Paulo Autran - Essa é uma questão muito difícil. Jamais aceitaria
ser secretário da Cultura ou ministro da Cultura. O que deve
orientar as autoridades da cultura
é o que eles podem fazer de melhor para elevar o nível cultural do
nosso povo. Essa é a meta, agora,
como atingi-la, não tenho a menor idéia. As leis de incentivo cultural trazem prós e contras. Sem
elas, muitos espetáculos não poderiam ser montados no Brasil,
mas, por causa delas, o custo de
uma montagem teatral atinge cifras inacreditáveis. Está caríssimo
montar um espetáculo hoje.
Folha - O sr. está satisfeito com os
sete meses de Gilberto Gil no Ministério da Cultura?
Autran - Vamos ver se ele pode
fazer algo. O ministério tem uma
verba muito pequena [0,2 % do
orçamento federal]. Se ele conseguir melhorá-la, será ótimo. Acho
que, no Brasil, estamos todos em
compasso de espera. Em relação
ao presidente, aos ministros, ao
governo. Tomara que essa espera
não se prolongue muito.
Folha - O sr., que passou pelo regime militar (1964-85) e chegou a
experimentar o teatro político em
espetáculos como "Liberdade, Liberdade" [1965, texto de Millôr
Fernandes e direção de Flávio Rangel], como avalia o país do período
da abertura política até os dias
atuais? A sociedade amadureceu
politicamente?
Autran - Isso não sei lhe dizer.
Antigamente, esperava ter um
presidente que fosse culto, inteligente, que quisesse o bem do Brasil e que tivesse um nível cultural
elevado. Foi o caso do Fernando
Henrique, mas muita gente não
ficou satisfeita com o governo dele, tanto que o Brasil elegeu Lula.
Então, estou esperando para ver
se ele faz um governo melhor. Por
enquanto, está muito parecido.
Folha - O sr. votou no Lula?
Autran - Não. E não vou declarar
o voto.
Folha - O sr. estava na pré-estréia
da peça de Juca de Oliveira, "A Flor
do Meu Bem-Querer". O que achou
das polêmicas citações aos políticos [No espetáculo, Juca faz piadas
sobre a relação extraconjugal de
Bill Clinton e referências às vidas
pessoais de FHC e Lula]?
Autran - Achei a história divertida, ri muito. As citações são exatamente como ele fez em "Caixa 2" e
"Meno Male". O Juca lê o jornal e
consegue encaixar na peça a piada
do dia com muito senso de humor e muito a propósito.
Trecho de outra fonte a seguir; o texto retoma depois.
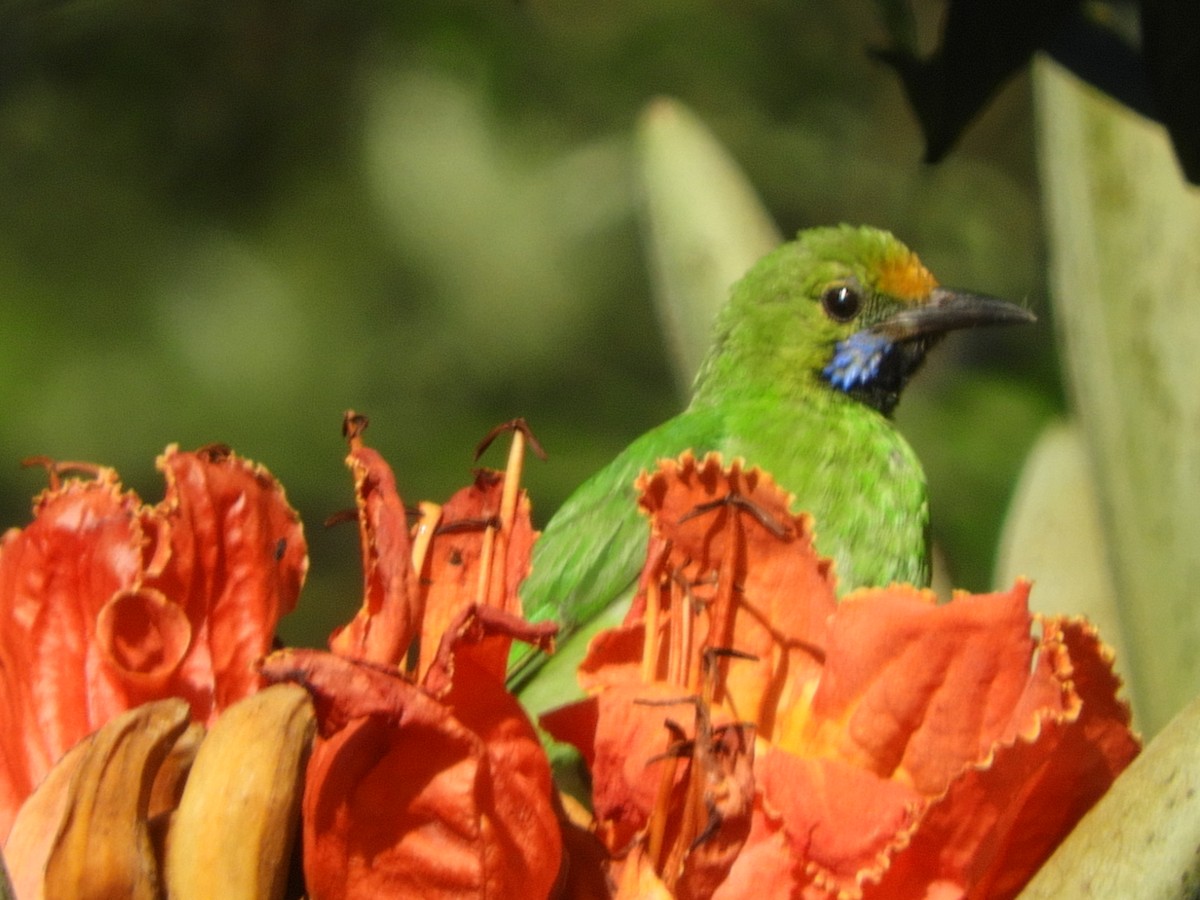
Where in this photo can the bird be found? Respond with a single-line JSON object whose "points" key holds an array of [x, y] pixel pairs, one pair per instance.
{"points": [[808, 360]]}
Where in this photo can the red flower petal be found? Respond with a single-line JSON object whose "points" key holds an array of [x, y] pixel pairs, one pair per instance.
{"points": [[106, 604], [421, 797], [391, 613]]}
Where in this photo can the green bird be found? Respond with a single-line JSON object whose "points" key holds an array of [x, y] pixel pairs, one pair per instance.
{"points": [[808, 360]]}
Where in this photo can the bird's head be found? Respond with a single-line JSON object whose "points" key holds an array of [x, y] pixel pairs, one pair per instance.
{"points": [[852, 309]]}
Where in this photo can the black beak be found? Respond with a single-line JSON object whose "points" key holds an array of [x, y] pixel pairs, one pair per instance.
{"points": [[948, 311]]}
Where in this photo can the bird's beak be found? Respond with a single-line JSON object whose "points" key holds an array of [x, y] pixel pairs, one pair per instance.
{"points": [[948, 311]]}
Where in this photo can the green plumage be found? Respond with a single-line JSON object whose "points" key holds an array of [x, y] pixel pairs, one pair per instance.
{"points": [[772, 393]]}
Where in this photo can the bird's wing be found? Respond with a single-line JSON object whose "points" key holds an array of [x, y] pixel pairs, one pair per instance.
{"points": [[593, 549]]}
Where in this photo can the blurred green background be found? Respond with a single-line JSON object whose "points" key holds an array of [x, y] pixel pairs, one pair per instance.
{"points": [[231, 222]]}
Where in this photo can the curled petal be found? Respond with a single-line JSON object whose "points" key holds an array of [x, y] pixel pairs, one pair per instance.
{"points": [[415, 796], [106, 603], [143, 636]]}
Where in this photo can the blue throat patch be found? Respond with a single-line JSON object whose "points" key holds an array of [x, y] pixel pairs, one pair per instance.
{"points": [[857, 360]]}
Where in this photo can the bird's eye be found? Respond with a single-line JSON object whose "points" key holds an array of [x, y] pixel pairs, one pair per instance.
{"points": [[841, 303]]}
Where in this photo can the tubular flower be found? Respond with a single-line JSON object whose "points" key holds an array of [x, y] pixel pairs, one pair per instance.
{"points": [[426, 778], [107, 603], [749, 736]]}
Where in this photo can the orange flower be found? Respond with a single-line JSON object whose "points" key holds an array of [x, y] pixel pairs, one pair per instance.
{"points": [[882, 747], [427, 779], [106, 603]]}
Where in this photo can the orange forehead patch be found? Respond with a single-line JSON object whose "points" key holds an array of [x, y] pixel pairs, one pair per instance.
{"points": [[905, 277]]}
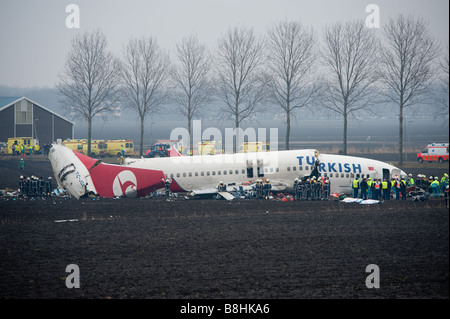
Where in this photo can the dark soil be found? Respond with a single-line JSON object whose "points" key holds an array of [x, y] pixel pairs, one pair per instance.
{"points": [[149, 248]]}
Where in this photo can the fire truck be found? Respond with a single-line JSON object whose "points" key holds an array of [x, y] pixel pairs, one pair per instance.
{"points": [[434, 152]]}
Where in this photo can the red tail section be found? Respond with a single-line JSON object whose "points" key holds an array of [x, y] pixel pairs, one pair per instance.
{"points": [[116, 180]]}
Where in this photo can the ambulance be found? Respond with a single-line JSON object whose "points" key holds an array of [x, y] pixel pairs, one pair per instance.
{"points": [[25, 142], [114, 147], [434, 152]]}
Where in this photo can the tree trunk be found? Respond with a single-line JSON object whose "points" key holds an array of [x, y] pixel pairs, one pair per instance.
{"points": [[345, 133], [288, 129], [191, 138], [400, 139], [89, 135], [236, 122], [141, 151]]}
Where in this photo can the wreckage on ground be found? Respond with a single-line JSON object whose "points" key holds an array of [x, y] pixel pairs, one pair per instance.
{"points": [[81, 175]]}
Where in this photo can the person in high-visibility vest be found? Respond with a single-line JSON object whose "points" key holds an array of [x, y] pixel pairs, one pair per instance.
{"points": [[355, 187], [444, 182], [369, 188], [403, 188], [384, 186], [364, 187], [434, 186], [410, 181]]}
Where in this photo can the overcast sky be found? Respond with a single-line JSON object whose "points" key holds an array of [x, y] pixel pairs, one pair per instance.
{"points": [[34, 39]]}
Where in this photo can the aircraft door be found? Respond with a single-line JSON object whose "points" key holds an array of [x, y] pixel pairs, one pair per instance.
{"points": [[386, 174], [260, 168], [249, 168]]}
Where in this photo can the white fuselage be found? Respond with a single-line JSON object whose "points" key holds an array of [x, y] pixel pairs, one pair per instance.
{"points": [[203, 173]]}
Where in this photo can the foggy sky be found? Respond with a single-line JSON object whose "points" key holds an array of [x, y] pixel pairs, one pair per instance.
{"points": [[34, 39]]}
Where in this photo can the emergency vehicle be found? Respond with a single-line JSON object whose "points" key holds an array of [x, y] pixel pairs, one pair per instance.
{"points": [[26, 142], [114, 147], [254, 147], [434, 152]]}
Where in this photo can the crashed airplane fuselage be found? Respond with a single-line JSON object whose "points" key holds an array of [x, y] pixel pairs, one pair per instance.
{"points": [[80, 175]]}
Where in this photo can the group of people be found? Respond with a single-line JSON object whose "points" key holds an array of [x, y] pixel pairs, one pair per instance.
{"points": [[377, 189], [312, 188], [35, 186], [262, 189]]}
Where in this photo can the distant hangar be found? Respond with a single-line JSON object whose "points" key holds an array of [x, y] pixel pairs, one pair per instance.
{"points": [[21, 117]]}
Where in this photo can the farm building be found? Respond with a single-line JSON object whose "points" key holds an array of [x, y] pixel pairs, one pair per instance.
{"points": [[21, 117]]}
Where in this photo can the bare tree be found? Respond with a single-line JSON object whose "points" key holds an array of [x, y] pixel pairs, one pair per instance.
{"points": [[240, 83], [442, 96], [145, 74], [291, 57], [89, 84], [191, 78], [349, 53], [406, 66]]}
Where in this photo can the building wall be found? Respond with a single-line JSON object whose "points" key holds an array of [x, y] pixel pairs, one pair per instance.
{"points": [[47, 127], [43, 121], [6, 124], [63, 129]]}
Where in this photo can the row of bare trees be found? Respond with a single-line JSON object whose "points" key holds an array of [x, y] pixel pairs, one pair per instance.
{"points": [[348, 71]]}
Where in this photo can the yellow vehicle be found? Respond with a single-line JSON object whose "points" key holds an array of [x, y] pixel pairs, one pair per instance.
{"points": [[27, 143], [247, 147], [114, 147], [75, 144], [98, 147], [206, 148]]}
Folha - Sobre "Quadrante", muito se comenta da adaptação que o
sr. fez para o conto "Meu Tio, o
Iauaretê", de João Guimarães Rosa
(1908-1967), em que mostra um registro de interpretação distinto do
que conhecemos, mais instintivo. O
sr. concorda?
Autran - A primeira vez que li o
conto de Guimarães Rosa foi em
minha cama, deitado. Quando
acabei, estava tremendo de emoção. Pensei: um dia vou colocar isso no palco. Eu acho que é uma
interpretação, ao contrário, menos instintiva. Como o personagem está se transformando num
animal, procuro transmitir a coisa
primitiva que há dentro de cada
um de nós, por isso que parece,
como você disse, mais instintivo.
Folha - O sr. teve uma formação
autodidata numa fase próspera do
teatro amador, antes de os diretores italianos chegarem ao Teatro
Brasileiro de Comédia (TBC) em São
Paulo. Qual sua opinião sobre faculdades e escolas de artes cênicas?
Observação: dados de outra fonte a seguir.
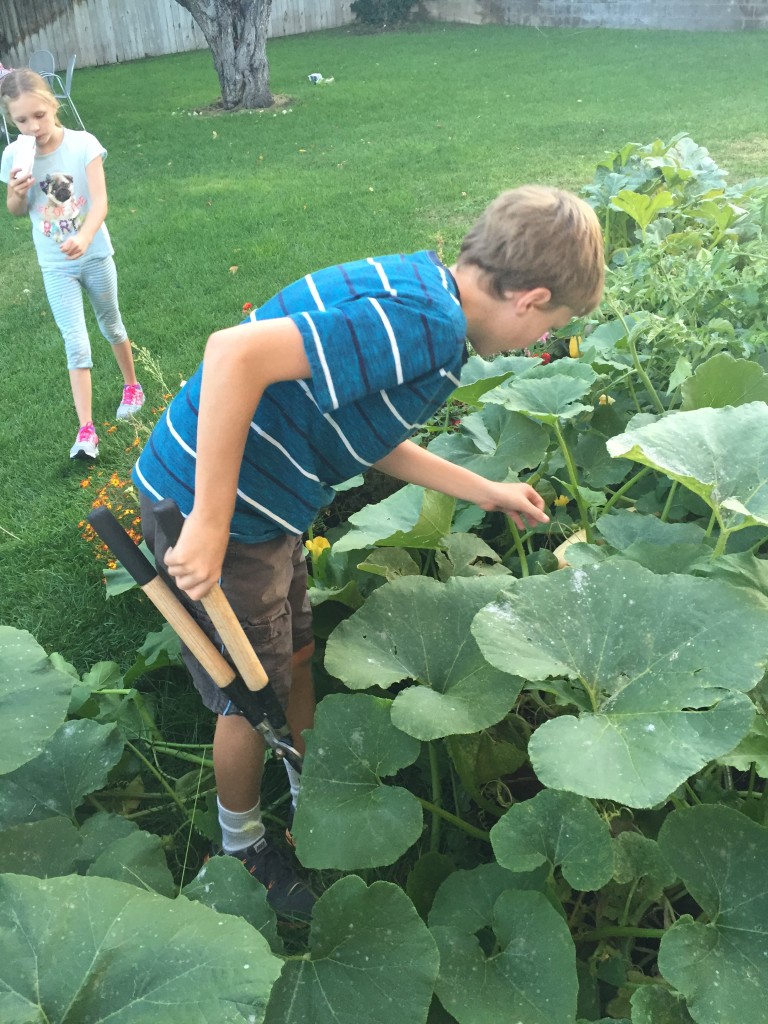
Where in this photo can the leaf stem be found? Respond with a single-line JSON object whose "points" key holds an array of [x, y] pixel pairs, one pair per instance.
{"points": [[434, 772], [668, 503], [624, 488], [159, 775], [173, 752], [517, 541], [619, 931], [455, 819], [638, 366], [573, 481]]}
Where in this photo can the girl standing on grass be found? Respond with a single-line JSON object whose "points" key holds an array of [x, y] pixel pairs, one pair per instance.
{"points": [[65, 194]]}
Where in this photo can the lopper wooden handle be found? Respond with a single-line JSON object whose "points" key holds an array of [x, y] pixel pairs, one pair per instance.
{"points": [[218, 608], [134, 561]]}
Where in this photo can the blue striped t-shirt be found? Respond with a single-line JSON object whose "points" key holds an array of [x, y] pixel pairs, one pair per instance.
{"points": [[385, 340]]}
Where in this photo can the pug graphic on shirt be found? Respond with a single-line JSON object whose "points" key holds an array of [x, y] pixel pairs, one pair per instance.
{"points": [[62, 213]]}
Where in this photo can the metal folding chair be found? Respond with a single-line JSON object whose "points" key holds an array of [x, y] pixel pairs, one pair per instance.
{"points": [[62, 90], [43, 62]]}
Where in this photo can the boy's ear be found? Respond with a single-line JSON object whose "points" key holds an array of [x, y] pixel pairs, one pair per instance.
{"points": [[534, 298]]}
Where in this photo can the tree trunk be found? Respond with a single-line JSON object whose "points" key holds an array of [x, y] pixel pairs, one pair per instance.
{"points": [[236, 32]]}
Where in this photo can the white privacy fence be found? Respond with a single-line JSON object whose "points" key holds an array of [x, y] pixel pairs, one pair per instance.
{"points": [[103, 32], [109, 31]]}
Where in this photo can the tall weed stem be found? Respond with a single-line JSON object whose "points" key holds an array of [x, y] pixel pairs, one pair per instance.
{"points": [[573, 481]]}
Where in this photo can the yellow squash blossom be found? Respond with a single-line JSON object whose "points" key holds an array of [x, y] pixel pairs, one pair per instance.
{"points": [[316, 545]]}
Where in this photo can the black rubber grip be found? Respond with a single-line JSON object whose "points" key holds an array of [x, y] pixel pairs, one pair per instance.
{"points": [[169, 519], [127, 553]]}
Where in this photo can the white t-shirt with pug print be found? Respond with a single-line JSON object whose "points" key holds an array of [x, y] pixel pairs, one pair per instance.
{"points": [[59, 199]]}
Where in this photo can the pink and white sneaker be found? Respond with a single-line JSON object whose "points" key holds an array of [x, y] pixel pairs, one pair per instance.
{"points": [[86, 444], [133, 399]]}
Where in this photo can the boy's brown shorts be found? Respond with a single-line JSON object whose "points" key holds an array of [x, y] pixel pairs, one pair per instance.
{"points": [[266, 587]]}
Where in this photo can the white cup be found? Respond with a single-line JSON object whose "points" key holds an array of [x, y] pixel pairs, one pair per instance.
{"points": [[24, 156]]}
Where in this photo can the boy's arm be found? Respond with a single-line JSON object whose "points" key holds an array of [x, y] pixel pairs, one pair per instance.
{"points": [[413, 464], [240, 363], [77, 245]]}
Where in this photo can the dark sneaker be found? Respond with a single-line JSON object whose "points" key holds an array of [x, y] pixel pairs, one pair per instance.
{"points": [[288, 895]]}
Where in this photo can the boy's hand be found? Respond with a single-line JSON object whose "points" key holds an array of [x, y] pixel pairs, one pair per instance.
{"points": [[196, 560], [518, 501]]}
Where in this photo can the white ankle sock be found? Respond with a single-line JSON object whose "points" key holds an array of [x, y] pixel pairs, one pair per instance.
{"points": [[294, 780], [240, 828]]}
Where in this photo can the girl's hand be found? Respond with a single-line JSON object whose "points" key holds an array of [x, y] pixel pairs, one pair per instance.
{"points": [[75, 247], [518, 501], [19, 183], [196, 560]]}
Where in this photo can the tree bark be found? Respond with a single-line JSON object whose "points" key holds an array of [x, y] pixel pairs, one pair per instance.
{"points": [[236, 31]]}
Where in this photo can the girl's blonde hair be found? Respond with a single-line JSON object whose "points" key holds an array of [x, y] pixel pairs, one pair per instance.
{"points": [[538, 237], [24, 81]]}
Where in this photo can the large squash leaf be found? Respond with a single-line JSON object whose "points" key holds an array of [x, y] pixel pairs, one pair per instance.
{"points": [[54, 846], [706, 451], [371, 961], [494, 441], [34, 697], [721, 967], [549, 392], [556, 828], [530, 979], [412, 517], [346, 817], [76, 761], [724, 380], [663, 664], [77, 950], [419, 629]]}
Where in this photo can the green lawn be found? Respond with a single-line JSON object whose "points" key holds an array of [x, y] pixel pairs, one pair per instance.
{"points": [[416, 134]]}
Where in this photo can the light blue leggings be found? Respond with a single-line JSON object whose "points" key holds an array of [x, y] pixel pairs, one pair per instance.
{"points": [[65, 286]]}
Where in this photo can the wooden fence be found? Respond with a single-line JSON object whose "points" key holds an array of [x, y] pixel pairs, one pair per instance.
{"points": [[103, 32], [110, 31], [722, 15]]}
Autran - Acho indispensável.
Mesmo quando a pessoa tem talento, o curso ajuda a desenvolvê-lo ainda mais. Principalmente,
confirma ou não a vocação. Há
ainda um sentido de disciplina
que é vital para o teatro. Contudo,
o teatro amador ainda resiste em
muitos cantos do Brasil.
Folha - Na experiência de ator,
como o sr. se relaciona com a idade? Como lidar com a ferramenta
do corpo, por exemplo?
Autran - Eu costumo dizer que o
teatro é uma profissão abençoada. Em qualquer idade você tem
uma gama de personagens para
escolher... Mas estou pagando pela boca, porque agora eu não encontro uma peça que me entusiasme, não sei qual será o meu
próximo texto. Estou procurando
personagens que tenham idade
próxima da minha, não posso
mais fazer um Romeu, por exemplo. Está difícil achar.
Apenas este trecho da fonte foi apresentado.